Vincent a confessé avoir joué un rôle fondamental dans l’organisation des réunions liées à l’assassinat du président Moïse en 2021. Utilisant une épinglette du Département d’État pour donner l’apparence de l’officialité, il a participé activement à des interactions en Haïti, contribuant ainsi à la planification et à la mise en œuvre de cette opération.

L’accusé n’était pas seulement impliqué dans les coulisses, mais également dans l’orchestration de protestations de masse en tant que couverture pour évincer le président Moïse par la force. Son implication dans ces manœuvres politiques clandestines soulève des questions sur la portée internationale du complot.

Joseph Vincent, ancien agent de la DEA, confronté à des charges graves, risque désormais une peine de prison à vie pour sa participation avouée à cette conspiration contre le chef d’État haïtien.

Dans une série de développements connexes, trois autres inculpés, dont l’ex-sénateur haïtien Joseph Joël John et l’officier colombien Germán Alejandro Rivera Garcia, ont déjà plaidé coupable dans cette affaire. Les autorités judiciaires espèrent que la coopération de Vincent fournira des informations cruciales pour étayer les charges contre les autres accusés, notamment son compatriote haïtiano-américain James Solages, actuellement en attente de jugement.

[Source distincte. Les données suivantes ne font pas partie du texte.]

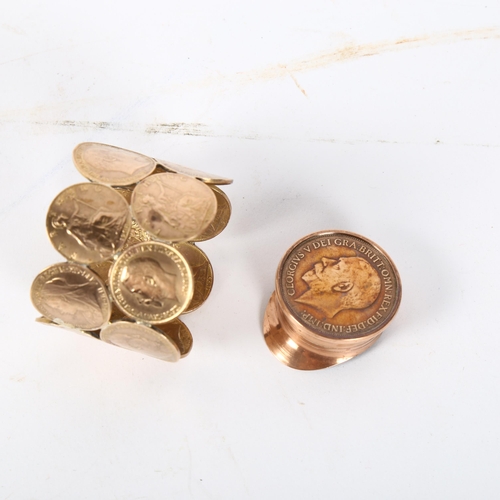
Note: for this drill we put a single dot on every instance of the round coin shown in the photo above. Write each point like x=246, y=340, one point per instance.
x=173, y=207
x=111, y=165
x=142, y=339
x=88, y=222
x=203, y=274
x=180, y=334
x=72, y=295
x=151, y=282
x=339, y=285
x=221, y=218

Les déclarations de culpabilité successives laissent entrevoir une avancée significative dans l’enquête sur l’assassinat de Jovenel Moïse menée par les autorités américaines. Alors que les autorités haïtiennes et américaines travaillent de concert pour démêler les fils de cette conspiration complexe et assurer que tous les responsables soient tenus pour responsables, en Haïti, l’enquête stagne, seul l’agent exécutif intérimaire de Jacmel Macky Kessa est en détention préventive sous l’ordre du juge d’instruction Walter Wesser Voltaire.